Working Smart

I’ve never read “The 7 Habits of Highly Effective People,” but I think I’ve been doing some of it anyway!

Habit 6: Synergy

The Good Faith Grant: A couple of years ago a group of high school counselors reached out to legislators to discuss the need for a comprehensive scholarship program for students who have met the criteria to attend college, but don’t have enough money.  My colleague Senator Nan Orrock, who has been one of my mentors for many years, joined us and we began meeting regularly in a workgroup.

Last month, one of those school counselors called me in her new capacity as an Education Policy Analyst at the Georgia Budget & Policy Institute (GPBI).

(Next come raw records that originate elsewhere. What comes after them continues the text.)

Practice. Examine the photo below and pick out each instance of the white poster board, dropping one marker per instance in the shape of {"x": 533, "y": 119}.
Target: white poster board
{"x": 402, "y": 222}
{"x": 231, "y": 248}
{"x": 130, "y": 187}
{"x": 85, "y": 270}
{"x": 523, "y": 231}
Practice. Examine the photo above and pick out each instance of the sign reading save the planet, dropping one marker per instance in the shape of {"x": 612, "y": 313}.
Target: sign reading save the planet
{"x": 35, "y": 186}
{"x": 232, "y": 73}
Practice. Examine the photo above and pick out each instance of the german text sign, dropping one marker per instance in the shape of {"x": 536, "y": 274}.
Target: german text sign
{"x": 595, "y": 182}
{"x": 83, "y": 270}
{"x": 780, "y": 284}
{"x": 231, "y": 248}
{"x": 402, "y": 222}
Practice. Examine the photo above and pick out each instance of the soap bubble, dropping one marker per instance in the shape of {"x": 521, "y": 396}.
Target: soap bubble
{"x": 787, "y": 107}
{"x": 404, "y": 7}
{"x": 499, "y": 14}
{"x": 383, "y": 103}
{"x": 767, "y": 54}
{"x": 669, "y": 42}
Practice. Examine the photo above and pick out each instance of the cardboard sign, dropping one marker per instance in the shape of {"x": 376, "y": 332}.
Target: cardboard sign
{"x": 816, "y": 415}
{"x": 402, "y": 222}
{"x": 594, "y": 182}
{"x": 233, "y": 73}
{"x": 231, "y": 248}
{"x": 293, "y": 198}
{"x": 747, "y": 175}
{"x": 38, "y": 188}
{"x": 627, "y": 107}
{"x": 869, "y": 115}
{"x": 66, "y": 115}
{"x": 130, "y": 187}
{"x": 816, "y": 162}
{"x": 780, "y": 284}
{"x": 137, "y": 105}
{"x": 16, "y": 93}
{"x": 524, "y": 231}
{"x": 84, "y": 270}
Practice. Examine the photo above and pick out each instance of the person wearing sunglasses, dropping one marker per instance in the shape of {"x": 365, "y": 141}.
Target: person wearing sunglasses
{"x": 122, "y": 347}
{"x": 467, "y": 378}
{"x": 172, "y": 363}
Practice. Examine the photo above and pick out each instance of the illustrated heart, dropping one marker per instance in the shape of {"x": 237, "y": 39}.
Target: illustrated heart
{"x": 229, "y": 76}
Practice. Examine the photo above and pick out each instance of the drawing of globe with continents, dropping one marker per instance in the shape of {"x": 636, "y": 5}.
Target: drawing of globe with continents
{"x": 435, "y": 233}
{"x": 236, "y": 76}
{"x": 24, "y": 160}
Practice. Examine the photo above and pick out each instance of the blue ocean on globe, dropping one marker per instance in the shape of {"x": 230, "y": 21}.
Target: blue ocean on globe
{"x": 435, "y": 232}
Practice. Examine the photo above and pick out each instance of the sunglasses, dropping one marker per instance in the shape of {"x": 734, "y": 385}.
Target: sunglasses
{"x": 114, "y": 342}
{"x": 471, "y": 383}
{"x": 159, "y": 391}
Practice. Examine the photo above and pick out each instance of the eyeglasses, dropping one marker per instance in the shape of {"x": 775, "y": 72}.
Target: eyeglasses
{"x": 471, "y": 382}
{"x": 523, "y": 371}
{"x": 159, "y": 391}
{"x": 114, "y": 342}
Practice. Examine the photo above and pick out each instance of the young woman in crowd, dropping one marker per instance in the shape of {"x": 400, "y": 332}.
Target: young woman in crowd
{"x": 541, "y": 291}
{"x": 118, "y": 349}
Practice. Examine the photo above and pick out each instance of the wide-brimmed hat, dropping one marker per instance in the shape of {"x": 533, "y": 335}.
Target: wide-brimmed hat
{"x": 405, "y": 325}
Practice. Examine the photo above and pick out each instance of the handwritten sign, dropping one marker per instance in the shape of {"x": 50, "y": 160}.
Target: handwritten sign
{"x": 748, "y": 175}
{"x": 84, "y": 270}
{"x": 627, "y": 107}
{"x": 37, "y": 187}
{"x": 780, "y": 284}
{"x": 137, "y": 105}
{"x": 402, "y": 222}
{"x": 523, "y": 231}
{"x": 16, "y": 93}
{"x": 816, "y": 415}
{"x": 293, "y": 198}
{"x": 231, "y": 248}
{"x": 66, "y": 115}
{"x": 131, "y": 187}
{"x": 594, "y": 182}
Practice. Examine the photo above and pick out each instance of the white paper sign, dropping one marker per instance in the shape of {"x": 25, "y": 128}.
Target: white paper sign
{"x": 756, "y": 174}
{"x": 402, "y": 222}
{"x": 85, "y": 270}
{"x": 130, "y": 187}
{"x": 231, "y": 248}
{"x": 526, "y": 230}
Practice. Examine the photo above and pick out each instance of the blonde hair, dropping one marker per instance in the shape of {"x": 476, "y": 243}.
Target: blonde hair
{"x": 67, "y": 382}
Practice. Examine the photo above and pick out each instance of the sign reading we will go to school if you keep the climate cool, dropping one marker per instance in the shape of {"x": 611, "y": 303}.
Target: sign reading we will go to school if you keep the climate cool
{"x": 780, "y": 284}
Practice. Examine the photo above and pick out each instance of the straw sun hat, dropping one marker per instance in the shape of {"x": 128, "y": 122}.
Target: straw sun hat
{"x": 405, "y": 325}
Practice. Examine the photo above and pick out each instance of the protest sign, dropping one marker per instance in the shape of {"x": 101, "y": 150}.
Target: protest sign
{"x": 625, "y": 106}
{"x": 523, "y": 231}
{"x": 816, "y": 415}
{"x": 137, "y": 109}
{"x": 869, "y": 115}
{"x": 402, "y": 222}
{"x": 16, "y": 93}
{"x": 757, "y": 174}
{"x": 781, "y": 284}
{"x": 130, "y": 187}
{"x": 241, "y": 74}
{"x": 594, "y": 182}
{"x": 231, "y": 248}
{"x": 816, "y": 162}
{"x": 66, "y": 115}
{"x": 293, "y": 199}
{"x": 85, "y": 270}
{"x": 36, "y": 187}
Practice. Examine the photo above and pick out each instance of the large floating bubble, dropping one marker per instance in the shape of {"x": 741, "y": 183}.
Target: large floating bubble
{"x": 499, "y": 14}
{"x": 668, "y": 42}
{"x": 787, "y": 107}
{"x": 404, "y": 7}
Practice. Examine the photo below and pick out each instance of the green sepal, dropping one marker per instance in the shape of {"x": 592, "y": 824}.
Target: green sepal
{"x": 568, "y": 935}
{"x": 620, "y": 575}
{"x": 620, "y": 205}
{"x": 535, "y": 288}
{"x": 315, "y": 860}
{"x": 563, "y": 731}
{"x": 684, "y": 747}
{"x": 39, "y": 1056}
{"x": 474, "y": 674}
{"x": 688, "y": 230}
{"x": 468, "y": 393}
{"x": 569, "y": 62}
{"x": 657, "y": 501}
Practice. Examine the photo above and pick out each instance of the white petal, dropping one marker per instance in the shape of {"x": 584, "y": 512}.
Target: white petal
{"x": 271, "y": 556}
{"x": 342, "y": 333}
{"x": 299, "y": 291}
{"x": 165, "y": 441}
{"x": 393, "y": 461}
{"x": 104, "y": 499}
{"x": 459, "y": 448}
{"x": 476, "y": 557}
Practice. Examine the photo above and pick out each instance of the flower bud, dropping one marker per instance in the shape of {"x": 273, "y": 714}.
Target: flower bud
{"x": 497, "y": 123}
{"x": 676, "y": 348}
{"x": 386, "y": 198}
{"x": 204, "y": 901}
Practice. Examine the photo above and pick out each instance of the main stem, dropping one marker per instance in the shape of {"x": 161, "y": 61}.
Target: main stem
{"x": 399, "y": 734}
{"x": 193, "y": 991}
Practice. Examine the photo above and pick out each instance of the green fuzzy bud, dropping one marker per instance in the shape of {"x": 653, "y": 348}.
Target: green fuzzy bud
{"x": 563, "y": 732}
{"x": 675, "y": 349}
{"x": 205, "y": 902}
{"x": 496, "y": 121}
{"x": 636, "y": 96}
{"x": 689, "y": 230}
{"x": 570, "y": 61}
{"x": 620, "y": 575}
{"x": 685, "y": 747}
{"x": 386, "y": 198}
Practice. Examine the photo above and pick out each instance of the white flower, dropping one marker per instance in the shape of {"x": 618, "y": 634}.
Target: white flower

She wanted to know if we could introduce legislation this session based on the groundwork we had been doing.

We finally dropped the bill into the “hopper” on Friday and it became SB 526. The lead sponsor is the Chairman of the Senate Higher Education Committee. This is a bipartisan bill.

We could not have achieved this success without all of us acting as a team. SB 526 is scheduled to be heard in the Senate Higher Education Committee this coming week.

“Donna’s Law” Voluntary Gun Registry: This week I overheard Senator Elena Parent talking about a bill she was working on to create a voluntary “do not sell” gun registry for people at risk for suicide. I’ve actually been working on this issue for a couple of years, but have been unable to get a Republican co-sponsor.

“Donna’s Law” is named for Donna Nathan, a Louisanna woman who googled “gun stores in New Orleans,” drove to a gun store, purchased a gun, and hours later shot herself. Designed for people with chronic mental health issues, “Donna’s Laws” have been passed in three states and are pending in several others.

Senator Parent and I decided to team up. We compared research, finished drafting Senator Parent’s bill and decided to approach various Republican Chairman to request a hearing. Since I have a good working relationship with the Chairman of Public Safety and had previously discussed this initiative with him, Senator Parent and I went together to ask him for a hearing. We got a resounding “yes”!

We dropped the bill in the hopper together, and it is now SB 522. It has been several years since the Senate has had a hearing on a gun bill that decreases, rather than increases, the number of guns in the state.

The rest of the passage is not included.